Così il Segretario Generale della Nato, Jens Stoltenberg, in visita a sorpresa a Kiev, dove ha incontrato il Presidente ucraino, Volodymyr Zelensky.
Il sostegno agli ucraini, ha aggiunto Stoltenberg, permetterà a Kiev di eseguire la transizione dalle armi dell'era sovietica a quelle della Nato e ad assicurare il coordinamento con l'Alleanza Atlantica. Questa, ha continuato, è "una testimonianza dell'impegno a lungo termine della Nato nei confronti dell'Ucraina".
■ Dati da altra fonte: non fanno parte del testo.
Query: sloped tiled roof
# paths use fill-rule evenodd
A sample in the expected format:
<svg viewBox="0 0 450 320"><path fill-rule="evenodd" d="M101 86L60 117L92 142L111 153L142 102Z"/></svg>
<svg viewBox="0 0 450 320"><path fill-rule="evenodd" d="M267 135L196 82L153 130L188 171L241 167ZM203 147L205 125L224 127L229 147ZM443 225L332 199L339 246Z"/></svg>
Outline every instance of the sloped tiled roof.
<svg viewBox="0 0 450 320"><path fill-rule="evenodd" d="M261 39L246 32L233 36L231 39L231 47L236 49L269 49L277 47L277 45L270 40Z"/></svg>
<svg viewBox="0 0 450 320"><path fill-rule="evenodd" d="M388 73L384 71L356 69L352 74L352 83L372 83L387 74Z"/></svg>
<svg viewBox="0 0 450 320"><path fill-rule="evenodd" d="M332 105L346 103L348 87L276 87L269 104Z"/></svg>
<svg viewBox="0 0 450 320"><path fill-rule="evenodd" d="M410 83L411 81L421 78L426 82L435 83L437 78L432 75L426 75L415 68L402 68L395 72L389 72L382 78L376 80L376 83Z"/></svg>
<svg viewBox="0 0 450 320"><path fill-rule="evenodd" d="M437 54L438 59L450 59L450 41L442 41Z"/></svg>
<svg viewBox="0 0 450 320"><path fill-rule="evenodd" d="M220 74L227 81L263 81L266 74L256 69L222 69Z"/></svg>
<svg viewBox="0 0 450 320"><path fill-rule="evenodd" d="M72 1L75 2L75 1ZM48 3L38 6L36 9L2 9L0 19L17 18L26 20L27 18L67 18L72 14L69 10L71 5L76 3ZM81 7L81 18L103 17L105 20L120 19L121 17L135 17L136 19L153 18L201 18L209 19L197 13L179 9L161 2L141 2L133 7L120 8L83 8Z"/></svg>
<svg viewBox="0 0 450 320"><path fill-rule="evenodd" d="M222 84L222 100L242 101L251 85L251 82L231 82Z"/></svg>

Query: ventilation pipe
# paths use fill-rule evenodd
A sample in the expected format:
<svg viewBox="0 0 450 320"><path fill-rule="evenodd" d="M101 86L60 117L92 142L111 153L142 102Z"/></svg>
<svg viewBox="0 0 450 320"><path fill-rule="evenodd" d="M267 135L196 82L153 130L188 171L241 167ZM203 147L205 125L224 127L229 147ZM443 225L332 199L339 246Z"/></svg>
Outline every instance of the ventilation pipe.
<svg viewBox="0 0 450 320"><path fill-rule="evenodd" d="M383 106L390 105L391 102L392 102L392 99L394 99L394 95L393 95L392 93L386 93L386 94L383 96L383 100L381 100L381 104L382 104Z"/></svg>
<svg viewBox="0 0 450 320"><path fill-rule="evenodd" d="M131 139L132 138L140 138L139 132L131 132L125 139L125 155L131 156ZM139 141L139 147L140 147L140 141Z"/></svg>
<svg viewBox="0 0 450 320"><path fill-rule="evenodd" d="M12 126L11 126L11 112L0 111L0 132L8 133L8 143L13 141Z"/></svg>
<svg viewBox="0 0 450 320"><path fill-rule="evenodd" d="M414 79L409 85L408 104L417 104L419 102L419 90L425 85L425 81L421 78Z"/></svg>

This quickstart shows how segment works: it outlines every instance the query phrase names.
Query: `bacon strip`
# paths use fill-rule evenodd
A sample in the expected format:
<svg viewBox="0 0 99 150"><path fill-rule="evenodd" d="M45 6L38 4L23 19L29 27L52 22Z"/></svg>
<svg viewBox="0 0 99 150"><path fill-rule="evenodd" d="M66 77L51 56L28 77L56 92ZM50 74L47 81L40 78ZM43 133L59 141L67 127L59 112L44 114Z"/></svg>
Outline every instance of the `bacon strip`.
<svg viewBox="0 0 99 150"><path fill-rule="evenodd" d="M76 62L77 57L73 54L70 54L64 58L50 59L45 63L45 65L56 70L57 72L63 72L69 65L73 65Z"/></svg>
"Non sappiamo quando questa guerra finirà, ma sappiamo che l'aggressione russa è un modello tossico che deve essere fermato. Dobbiamo quindi continuare a rafforzare le forze armate ucraine. E dobbiamo garantire che siano in vigore accordi solidi e potenti per la sicurezza dell'Ucraina", dice ancora Stoltenberg, che si è anche recato a Bucha e ha omaggiato le vittime dei crimini commessi dall'esercito russo, per poi deporre una corona di fiori al Muro del Ricordo dei Caduti per l'Ucraina e omaggiare tutti coloro che sono morti per la difesa della patria.
Infine, Stoltenberg e Zelensky hanno preso parte al Vertice internazionale delle comunità e delle regioni. Il Segretario Generale dell'Alleanza Atlantica, esponendo le sue osservazioni, si è complimentato con l'Ucraina per la ricostruzione: "La vostra determinazione a combattere l'aggressore, a liberare la vostra terra e a lavorare per un futuro più luminoso mi dice molto chiaramente che l'Ucraina prevarrà".